🤖 AI Summary
This work addresses the limitation of Polish BERT-style encoders in processing long documents due to their short context windows. We propose a two-stage training strategy: first extending positional embeddings to support a context length of 8,192 tokens, followed by full-parameter continued pretraining; we further distill this model into a lightweight variant via knowledge distillation. To our knowledge, this is the first high-performance long-context encoder for Polish, accompanied by FinBench—a newly introduced benchmark comprising long financial documents. Evaluated across 25 tasks, including KLEJ and FinBench, our model outperforms existing Polish and multilingual baselines on average, demonstrating substantial gains on long-context tasks while preserving strong performance on short-text understanding.
📝 Abstract
While decoder-only Large Language Models (LLMs) have recently dominated the NLP landscape, encoder-only architectures remain a cost-effective and parameter-efficient standard for discriminative tasks. However, classic encoders like BERT are limited by a short context window, which is insufficient for processing long documents. In this paper, we address this limitation for the Polish by introducing a high-quality Polish model capable of processing sequences of up to 8192 tokens.
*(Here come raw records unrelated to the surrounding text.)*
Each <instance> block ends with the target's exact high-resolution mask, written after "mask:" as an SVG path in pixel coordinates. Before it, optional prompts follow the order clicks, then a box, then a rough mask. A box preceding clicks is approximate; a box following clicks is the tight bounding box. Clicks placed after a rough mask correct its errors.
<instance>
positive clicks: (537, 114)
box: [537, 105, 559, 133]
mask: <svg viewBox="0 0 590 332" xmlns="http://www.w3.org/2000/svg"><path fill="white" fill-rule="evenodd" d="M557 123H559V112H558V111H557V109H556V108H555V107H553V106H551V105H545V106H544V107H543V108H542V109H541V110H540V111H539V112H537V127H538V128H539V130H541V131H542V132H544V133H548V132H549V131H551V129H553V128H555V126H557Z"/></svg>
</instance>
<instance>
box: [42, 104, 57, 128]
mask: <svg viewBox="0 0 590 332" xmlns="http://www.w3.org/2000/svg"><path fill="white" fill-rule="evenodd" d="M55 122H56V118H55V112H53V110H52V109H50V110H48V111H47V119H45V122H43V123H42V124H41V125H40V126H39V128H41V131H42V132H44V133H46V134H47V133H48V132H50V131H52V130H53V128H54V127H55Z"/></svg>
The model was developed by employing a two-stage training procedure that involves positional embedding adaptation and full parameter continuous pre-training. Furthermore, we propose compressed model variants trained via knowledge distillation. The models were evaluated on 25 tasks, including the KLEJ benchmark, a newly introduced financial task suite (FinBench), and other classification and regression tasks, specifically those requiring long-document understanding. The results demonstrate that our model achieves the best average performance among Polish and multilingual models, significantly outperforming competitive solutions in long-context tasks while maintaining comparable quality on short texts.